Pydantic-BigQuery

About

Pydantic-BigQuery integrates pydantic models with bigquery Client.

There are two main objects:
BigQueryModel = base class for BigQuery table (structure is validated by pydantic).
BigQueryRepository = base class for interaction with BigQuery engine (creating datasets, tables, saving, loading).

Model usage:

from pydantic_bigquery import BigQueryModel
from typing import Optional, List
from enum import Enum
from datetime import date, datetime, timedelta, timezone

class ExampleEnum(str, Enum):
    FOO = "FOO"
    BAR = "BAR"

class ExampleModel(BigQueryModel):
    __TABLE_NAME__: str = "example_model"
    __PARTITION_FIELD__: Optional[str] = "inserted_at"
    __CLUSTERING_FIELDS__: List[str] = ["my_string", "my_enum"]

    my_string: str
    my_integer: int
    my_float: float
    my_bool: bool
    my_date: date
    my_datetime: datetime
    my_enum: ExampleEnum

    my_nullable_string: Optional[str]
    my_nullable_integer: Optional[int]
    my_nullable_float: Optional[float]
    my_nullable_bool: Optional[bool]
    my_nullable_date: Optional[date]
    my_nullable_datetime: Optional[datetime]

    my_repeatable_string: List[str]
    my_repeatable_integer: List[int]
    my_repeatable_float: List[float]
    my_repeatable_bool: List[bool]
    my_repeatable_date: List[date]
    my_repeatable_datetime: List[datetime]

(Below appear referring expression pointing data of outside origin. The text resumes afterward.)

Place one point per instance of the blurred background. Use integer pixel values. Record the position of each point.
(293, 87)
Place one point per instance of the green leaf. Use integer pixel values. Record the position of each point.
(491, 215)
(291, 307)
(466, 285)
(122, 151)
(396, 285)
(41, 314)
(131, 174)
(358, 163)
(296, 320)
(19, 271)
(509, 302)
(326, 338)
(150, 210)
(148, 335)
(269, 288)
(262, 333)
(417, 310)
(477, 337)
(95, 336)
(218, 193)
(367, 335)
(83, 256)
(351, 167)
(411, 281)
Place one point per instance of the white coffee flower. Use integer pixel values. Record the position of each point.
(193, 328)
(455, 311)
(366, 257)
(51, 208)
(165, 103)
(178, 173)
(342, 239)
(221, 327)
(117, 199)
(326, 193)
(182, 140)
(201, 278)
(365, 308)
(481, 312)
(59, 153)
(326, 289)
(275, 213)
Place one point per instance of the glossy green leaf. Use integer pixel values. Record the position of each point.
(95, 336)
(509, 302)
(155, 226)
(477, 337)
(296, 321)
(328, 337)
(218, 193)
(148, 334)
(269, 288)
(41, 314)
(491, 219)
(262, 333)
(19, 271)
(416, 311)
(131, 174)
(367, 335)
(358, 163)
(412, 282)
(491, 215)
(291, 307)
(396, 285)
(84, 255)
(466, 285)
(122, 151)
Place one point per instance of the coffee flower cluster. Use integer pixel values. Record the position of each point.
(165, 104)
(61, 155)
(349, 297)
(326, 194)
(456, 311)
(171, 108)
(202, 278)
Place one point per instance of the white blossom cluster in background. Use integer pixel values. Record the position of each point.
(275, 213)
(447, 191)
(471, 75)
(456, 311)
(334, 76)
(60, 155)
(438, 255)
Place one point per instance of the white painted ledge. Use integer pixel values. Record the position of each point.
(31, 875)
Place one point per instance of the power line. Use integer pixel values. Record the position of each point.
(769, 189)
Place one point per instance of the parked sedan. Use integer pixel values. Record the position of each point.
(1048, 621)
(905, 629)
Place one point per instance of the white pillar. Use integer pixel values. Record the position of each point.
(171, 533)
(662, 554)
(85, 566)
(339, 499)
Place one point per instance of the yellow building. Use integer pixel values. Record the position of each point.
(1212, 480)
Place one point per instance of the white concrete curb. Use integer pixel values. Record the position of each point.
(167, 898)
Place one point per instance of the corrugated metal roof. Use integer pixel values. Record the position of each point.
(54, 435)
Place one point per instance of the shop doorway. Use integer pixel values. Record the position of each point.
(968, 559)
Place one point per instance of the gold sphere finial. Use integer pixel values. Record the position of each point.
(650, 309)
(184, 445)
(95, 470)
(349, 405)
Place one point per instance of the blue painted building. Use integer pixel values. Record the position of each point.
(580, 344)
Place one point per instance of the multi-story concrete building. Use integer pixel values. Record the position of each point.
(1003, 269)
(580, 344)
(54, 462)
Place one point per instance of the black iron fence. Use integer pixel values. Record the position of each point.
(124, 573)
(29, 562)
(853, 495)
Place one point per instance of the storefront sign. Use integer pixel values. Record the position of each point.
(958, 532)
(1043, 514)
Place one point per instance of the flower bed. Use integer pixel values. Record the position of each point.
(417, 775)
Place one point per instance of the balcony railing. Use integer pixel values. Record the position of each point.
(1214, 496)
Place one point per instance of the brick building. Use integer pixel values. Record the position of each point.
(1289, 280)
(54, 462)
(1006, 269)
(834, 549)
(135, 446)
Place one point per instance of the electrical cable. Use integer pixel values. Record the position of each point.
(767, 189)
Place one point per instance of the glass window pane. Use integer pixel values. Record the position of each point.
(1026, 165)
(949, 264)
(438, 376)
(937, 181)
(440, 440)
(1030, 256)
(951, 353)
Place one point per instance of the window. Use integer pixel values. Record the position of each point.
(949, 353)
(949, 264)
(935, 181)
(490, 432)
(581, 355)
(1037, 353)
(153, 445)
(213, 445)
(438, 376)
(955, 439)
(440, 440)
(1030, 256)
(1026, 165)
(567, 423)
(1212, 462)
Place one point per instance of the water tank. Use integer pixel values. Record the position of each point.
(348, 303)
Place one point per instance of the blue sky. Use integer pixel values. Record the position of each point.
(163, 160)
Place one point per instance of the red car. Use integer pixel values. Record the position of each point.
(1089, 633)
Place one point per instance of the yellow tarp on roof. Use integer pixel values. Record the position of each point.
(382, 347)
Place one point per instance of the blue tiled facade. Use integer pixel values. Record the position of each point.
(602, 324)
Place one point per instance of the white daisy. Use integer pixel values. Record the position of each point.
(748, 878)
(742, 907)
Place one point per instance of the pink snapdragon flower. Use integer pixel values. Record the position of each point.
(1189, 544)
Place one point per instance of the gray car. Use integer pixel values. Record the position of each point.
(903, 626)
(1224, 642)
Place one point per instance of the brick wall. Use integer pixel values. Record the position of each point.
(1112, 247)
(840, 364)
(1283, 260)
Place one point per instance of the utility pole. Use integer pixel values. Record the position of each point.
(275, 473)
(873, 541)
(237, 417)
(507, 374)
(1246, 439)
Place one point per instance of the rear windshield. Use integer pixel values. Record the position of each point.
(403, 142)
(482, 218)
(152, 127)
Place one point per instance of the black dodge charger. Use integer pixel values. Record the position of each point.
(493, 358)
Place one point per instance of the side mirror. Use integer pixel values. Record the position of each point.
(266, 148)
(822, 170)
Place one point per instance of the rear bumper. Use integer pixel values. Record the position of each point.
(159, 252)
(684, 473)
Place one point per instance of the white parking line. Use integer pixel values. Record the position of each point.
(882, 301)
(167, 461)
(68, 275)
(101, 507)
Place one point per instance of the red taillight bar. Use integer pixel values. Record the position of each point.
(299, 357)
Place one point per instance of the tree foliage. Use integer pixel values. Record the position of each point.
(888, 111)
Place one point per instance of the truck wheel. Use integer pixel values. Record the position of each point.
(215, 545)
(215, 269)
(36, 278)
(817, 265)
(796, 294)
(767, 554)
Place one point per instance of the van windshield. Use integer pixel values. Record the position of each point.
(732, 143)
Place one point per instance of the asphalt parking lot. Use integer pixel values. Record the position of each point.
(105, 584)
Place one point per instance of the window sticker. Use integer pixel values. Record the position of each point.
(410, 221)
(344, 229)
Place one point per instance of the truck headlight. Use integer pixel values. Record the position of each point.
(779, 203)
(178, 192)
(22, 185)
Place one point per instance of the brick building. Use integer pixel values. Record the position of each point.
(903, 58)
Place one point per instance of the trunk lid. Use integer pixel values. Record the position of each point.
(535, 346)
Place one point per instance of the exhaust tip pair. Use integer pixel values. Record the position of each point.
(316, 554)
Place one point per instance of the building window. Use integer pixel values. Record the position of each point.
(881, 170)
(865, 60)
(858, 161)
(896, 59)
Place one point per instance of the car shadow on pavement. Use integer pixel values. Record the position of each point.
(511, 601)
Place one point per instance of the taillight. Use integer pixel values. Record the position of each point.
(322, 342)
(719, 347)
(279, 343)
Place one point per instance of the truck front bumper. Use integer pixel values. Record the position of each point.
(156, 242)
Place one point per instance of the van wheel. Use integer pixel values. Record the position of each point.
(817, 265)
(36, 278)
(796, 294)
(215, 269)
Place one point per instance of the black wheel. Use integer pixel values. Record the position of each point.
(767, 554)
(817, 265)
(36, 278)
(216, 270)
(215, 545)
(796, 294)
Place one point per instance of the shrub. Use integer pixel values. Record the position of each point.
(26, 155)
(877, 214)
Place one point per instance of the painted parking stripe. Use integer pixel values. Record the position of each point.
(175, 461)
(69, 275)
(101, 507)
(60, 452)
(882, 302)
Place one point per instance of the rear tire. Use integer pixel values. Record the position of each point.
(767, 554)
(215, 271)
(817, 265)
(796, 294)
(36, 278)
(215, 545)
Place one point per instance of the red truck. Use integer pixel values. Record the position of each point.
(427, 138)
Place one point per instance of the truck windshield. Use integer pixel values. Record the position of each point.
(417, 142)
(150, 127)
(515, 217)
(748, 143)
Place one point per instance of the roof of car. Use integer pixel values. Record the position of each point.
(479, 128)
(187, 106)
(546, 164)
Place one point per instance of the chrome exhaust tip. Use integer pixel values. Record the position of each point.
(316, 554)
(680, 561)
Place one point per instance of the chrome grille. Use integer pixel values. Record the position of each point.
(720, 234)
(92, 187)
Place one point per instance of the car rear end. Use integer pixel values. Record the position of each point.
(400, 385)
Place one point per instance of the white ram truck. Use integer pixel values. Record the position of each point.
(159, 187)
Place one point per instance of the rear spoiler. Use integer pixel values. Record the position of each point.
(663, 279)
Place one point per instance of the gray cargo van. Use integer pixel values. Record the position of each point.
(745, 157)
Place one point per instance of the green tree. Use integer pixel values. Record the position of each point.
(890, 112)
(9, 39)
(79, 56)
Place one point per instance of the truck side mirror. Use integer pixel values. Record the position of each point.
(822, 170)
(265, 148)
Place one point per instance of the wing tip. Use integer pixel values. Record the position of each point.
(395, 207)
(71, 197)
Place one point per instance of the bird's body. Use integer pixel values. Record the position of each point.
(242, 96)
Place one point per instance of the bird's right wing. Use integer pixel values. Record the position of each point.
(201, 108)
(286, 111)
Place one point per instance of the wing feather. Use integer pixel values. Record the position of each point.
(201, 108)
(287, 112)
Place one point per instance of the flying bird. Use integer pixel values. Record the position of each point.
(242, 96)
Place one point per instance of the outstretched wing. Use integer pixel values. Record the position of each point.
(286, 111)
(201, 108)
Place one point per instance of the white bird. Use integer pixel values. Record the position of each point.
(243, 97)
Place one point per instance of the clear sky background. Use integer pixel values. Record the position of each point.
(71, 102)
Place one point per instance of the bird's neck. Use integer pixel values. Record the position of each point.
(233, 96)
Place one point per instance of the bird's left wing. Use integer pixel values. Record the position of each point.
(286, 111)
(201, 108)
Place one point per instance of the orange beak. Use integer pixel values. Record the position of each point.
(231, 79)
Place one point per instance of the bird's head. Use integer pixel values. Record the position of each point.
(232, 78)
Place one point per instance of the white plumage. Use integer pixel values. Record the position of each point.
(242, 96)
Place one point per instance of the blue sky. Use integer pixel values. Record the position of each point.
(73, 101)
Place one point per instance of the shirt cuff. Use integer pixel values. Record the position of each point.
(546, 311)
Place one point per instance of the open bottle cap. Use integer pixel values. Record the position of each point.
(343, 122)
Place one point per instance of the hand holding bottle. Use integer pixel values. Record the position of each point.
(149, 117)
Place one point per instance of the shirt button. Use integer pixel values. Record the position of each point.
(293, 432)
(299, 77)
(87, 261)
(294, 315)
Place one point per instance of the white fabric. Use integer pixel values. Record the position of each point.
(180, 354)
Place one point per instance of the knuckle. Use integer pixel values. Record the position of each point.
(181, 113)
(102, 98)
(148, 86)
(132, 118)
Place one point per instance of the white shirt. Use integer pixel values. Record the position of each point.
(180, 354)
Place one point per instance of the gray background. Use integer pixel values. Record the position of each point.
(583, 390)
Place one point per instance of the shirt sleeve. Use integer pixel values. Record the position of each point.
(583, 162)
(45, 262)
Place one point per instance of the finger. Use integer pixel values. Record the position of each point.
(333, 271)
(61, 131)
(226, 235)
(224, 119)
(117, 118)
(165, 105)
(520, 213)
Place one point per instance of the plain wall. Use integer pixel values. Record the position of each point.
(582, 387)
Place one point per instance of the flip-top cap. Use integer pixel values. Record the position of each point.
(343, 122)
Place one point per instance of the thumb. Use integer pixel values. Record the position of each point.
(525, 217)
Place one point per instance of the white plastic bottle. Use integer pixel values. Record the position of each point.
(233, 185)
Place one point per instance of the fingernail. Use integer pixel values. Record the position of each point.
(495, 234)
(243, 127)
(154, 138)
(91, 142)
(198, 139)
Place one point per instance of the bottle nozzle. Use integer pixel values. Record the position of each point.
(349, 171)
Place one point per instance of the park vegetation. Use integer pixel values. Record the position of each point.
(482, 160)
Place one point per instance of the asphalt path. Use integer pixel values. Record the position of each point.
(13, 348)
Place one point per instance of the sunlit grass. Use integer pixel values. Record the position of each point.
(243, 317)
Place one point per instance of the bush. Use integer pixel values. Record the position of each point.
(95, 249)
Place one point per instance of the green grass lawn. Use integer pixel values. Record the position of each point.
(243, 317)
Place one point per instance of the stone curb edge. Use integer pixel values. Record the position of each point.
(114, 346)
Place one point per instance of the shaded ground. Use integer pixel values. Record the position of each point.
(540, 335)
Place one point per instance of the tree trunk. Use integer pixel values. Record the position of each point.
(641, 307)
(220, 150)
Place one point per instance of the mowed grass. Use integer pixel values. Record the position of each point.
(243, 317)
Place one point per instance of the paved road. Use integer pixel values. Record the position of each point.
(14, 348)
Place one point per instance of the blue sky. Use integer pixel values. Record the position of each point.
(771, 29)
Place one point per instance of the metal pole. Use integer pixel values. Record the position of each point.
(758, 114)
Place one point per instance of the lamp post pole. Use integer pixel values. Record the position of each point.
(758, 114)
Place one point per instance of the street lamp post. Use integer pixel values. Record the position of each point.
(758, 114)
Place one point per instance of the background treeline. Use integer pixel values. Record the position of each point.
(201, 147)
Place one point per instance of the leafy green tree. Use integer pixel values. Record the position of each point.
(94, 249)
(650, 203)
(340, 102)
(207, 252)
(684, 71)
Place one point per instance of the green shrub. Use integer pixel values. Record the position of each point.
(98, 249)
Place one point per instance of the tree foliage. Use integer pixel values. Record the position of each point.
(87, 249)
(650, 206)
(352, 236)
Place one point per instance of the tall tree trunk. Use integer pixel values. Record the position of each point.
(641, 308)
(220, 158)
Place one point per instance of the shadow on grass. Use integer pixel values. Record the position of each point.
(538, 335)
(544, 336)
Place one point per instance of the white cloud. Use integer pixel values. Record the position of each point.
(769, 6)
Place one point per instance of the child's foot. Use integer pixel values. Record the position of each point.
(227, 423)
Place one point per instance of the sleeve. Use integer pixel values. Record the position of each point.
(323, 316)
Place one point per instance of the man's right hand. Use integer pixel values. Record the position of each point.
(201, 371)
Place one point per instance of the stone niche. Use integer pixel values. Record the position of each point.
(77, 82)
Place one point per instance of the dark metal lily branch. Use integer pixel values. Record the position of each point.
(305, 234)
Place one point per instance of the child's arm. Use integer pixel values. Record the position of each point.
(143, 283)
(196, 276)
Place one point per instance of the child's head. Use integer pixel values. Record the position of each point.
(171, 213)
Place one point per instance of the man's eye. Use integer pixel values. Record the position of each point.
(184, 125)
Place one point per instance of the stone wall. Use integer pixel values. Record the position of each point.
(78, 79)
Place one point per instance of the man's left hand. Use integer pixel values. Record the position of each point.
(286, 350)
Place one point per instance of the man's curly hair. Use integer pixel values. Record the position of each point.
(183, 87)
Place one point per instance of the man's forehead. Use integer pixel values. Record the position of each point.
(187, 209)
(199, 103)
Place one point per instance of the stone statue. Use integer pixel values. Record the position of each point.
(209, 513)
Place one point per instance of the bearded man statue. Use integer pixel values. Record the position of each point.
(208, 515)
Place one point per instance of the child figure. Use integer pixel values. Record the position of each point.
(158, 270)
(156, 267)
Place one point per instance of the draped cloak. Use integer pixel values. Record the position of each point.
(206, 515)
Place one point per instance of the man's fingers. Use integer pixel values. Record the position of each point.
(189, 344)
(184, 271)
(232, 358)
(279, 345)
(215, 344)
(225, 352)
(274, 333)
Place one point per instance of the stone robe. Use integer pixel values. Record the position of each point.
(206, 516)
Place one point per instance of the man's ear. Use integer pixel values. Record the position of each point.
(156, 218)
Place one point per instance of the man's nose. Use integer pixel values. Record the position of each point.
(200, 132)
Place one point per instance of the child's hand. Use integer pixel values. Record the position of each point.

# Content is validated by Pydantic.BaseModel
model_instance = ExampleModel(
    my_string="hello",
    my_integer=1,
    my_float=1.23,
    my_bool=True,
    my_date=date.today(),
    my_datetime=datetime.now(timezone.utc),
    my_enum=ExampleEnum.FOO,
    my_repeatable_string=["hello", "world"],
    my_repeatable_integer=[1, 2],
    my_repeatable_float=[1.23, 4.56],
    my_repeatable_bool=[False, True],
    my_repeatable_date=[date.today(), date.today() + timedelta(days=1)],
    my_repeatable_datetime=[
        datetime.now(timezone.utc),
        datetime.now(timezone.utc) + timedelta(hours=12),
    ],
)

Repository usage:

from pydantic_bigquery import BigQueryRepository

repository = BigQueryRepository("project_id", "dataset_id")
repository.create_dataset()
repository.create_table(ExampleModel)
repository.insert(model_instance)

Subclass BigQueryRepository to query table content and parse results back to ExampleModel. 🚀